The stock market's volatility during 2020 has been extreme, and the pace of the recent recovery has drawn a lot of speculative investment into the market. Genius Brands International (NASDAQ:GNUS) has been one of the beneficiaries of that trend, as its stock soared from $0.31 per share at the beginning of May to well above $10 per share for a brief period on June 4.

Those who like Genius Brands' prospects have high hopes that the kids' entertainment company is on the cusp of being the next big thing. Yet even though the stock has given up some of its recent gains, it's still trading far above where it did a couple months ago. Below, we'll look at three things that Genius Brands needs to do quickly in order to justify the confidence that shareholders have put in bidding the stock price up so far.

1. The Kartoon Channel launch needs to be a big success

The reason why Genius Brands is in the spotlight right now is because it's launching its kids' digital network, Kartoon Channel, on June 15. CEO Andy Heyward has been outspoken about the prospects for the launch, referring to it as "Netflix (NASDAQ:NFLX) for kids" and noting that it will be available in more than 100 million television households in the U.S. and 200 million mobile devices.
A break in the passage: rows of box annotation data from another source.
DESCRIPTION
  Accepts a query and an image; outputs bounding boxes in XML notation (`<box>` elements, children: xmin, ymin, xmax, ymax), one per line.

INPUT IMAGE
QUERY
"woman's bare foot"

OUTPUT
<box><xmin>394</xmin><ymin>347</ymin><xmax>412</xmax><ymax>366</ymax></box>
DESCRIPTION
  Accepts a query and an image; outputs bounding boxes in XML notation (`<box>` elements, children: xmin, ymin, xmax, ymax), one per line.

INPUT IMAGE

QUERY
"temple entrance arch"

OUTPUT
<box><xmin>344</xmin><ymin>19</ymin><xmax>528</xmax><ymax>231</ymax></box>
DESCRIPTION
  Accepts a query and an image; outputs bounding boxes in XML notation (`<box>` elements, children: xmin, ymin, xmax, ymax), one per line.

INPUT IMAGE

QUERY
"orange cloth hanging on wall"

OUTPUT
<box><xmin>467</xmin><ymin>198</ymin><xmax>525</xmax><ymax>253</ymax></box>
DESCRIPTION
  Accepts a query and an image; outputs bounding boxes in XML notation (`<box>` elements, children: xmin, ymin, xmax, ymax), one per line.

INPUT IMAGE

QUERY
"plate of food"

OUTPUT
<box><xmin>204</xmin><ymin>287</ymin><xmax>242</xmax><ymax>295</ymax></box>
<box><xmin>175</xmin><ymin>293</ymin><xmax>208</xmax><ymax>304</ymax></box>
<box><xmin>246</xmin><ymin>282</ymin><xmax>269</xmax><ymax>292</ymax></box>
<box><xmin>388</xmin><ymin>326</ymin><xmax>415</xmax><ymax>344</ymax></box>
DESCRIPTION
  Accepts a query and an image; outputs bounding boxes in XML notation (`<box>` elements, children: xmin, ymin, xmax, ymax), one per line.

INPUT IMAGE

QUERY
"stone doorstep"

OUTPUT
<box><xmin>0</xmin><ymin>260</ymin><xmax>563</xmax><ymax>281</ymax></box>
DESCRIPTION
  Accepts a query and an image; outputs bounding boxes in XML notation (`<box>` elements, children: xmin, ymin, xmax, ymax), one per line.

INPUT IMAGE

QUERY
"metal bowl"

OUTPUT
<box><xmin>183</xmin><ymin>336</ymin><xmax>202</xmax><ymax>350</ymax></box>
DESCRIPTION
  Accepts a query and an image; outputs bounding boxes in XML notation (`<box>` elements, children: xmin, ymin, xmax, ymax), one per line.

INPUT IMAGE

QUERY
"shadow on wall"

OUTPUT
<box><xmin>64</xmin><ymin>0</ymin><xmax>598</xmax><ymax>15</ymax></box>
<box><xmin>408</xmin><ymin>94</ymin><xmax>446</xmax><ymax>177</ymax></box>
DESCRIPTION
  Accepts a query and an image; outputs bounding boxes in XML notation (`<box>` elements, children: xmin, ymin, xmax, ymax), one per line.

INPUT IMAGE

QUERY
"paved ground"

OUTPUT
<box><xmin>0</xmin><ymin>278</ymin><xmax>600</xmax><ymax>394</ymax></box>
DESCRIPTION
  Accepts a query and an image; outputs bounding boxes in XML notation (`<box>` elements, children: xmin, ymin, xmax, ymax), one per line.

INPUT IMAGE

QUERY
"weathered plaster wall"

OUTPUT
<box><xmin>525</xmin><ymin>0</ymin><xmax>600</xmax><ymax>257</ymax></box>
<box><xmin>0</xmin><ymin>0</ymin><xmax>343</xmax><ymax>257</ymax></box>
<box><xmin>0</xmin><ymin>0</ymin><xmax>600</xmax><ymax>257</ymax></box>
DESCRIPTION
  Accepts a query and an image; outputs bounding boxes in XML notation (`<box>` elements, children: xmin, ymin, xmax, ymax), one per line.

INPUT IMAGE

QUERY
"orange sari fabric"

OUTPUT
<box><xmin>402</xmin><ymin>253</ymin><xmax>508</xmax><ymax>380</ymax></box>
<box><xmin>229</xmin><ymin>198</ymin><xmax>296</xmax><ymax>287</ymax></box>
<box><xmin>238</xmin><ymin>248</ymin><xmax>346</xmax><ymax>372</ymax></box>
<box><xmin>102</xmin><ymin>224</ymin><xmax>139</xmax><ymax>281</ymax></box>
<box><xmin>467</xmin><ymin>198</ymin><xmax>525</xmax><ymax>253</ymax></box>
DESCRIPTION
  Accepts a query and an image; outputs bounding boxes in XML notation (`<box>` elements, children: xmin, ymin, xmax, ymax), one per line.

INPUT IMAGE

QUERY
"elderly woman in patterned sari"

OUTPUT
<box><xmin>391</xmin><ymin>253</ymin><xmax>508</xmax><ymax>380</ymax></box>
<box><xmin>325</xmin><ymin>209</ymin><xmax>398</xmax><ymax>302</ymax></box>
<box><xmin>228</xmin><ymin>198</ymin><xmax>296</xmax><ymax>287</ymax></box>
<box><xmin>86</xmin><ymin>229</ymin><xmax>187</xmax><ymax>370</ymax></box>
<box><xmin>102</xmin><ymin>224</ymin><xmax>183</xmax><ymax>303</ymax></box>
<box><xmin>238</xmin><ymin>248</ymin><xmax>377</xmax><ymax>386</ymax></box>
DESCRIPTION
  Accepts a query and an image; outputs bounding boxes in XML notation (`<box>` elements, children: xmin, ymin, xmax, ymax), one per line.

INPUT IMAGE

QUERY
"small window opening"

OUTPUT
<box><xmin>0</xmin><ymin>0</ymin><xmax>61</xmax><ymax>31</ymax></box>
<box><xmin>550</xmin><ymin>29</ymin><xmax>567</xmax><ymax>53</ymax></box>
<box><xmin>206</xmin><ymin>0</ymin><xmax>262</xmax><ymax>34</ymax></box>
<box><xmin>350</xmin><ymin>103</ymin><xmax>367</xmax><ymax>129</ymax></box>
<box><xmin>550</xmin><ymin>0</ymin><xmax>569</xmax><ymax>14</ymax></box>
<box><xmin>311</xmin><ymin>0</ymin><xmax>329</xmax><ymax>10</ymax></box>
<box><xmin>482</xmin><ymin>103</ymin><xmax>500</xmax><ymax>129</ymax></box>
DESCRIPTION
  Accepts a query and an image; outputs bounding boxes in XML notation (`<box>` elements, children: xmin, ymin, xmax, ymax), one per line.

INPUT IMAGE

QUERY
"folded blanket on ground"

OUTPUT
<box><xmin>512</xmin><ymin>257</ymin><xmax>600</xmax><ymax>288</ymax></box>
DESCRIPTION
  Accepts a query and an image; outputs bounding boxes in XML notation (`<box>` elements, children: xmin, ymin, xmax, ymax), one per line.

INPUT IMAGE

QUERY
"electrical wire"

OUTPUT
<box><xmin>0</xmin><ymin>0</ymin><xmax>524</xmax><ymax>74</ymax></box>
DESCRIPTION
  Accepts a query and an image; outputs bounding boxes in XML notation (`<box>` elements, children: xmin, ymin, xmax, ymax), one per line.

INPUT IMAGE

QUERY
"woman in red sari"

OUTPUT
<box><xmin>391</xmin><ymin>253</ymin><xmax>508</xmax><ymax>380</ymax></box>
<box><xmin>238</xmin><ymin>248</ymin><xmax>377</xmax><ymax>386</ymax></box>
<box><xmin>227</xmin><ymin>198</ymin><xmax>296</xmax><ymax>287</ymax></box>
Unlike other streaming services, Kartoon Channel won't have any subscription fees, with advertisers providing all of the financial support for the programming.

Seven animated people and an animated unicorn against a starry multicolored background.

Genius has high hopes for the popularity of its characters in its cartoon offering Rainbow Rangers. Image source: Genius Brands.

Heyward believes that cartoons have timeless appeal that will make the network prosper despite the impact of the coronavirus pandemic on other media producers. Indeed, the Genius Brands CEO sees a time when kids are at home as being bullish for Kartoon Channel's prospects.

Investors will need to see audience numbers and ad buying activity that's in line with that optimism. Moreover, they'll want to see it quickly, because the current share price implies a fast ramp-up and won't tolerate calls for greater patience.

2. Genius Brands' selling shareholders need to cancel their stock offering

As often happens when a stock price soars, early investors in Genius Brands are looking for the exits. If Genius really wants to avoid the appearance of a pump-and-dump scheme, then it should urge those selling shareholders to reconsider.

Regardless of the true motivation behind the stock offering, the optics look terrible. During May, Genius Brands sold stock to "certain long standing investors" at prices ranging from $0.35 to $1.50 per share, raising gross proceeds of about $47.25 million. That followed the issuance of secured convertible notes and warrants in March to certain accredited investors, including Heyward. The warrants gave investors the right to buy stock at $0.21 per share, and now Genius Brands is registering the shares to allow those investors to sell the stock acquired through the warrants at much higher current prices.

To be fair, Heyward isn't listed as a selling shareholder, and the prospectus for the sale doesn't list the Genius Brands CEO as being affiliated with any of the limited partnerships and other investment groups that are selling shares. Nevertheless, with expectations of selling more than 60 million shares, the desire to cash out quick is evident -- and actions speak louder than the words of those trying to reassure current shareholders not to draw inferences from the move.

3. Genius Brands needs to avoid shareholder dilution to obtain talent

Short-sellers have attacked Genius Brands, making critical claims about the quality of its programming and likelihood of success. Genius Brands has answered in part by pointing to industry executives coming on board, including former Fox Kids Networks Worldwide president Margaret Loesch and former Walt Disney (NYSE:DIS) television segment president David Neuman.

The press release that announced Neuman's and Loesch's appointment didn't give details about their compensation. Investors can therefore only hope that Genius didn't offer huge amounts of stock and option incentives that will divert significant portions of any future gains away from rank-and-file shareholders toward executives. For tiny companies to attract strong talent, however, it's all too common to have to make major concessions that aren't always in the best interest of shareholders.

Don't touch that dial

Genius Brands is about to go through the most important event in its history, and investors are watching closely. For the kids' entertainment company to justify the big gains it's already seen in its share price, tackling these three issues would do a lot to build investor confidence and point to a brighter future. If it can't, then questions will linger about the growth stock's  true potential, and it'll be tougher for Genius Brands to keep gaining ground.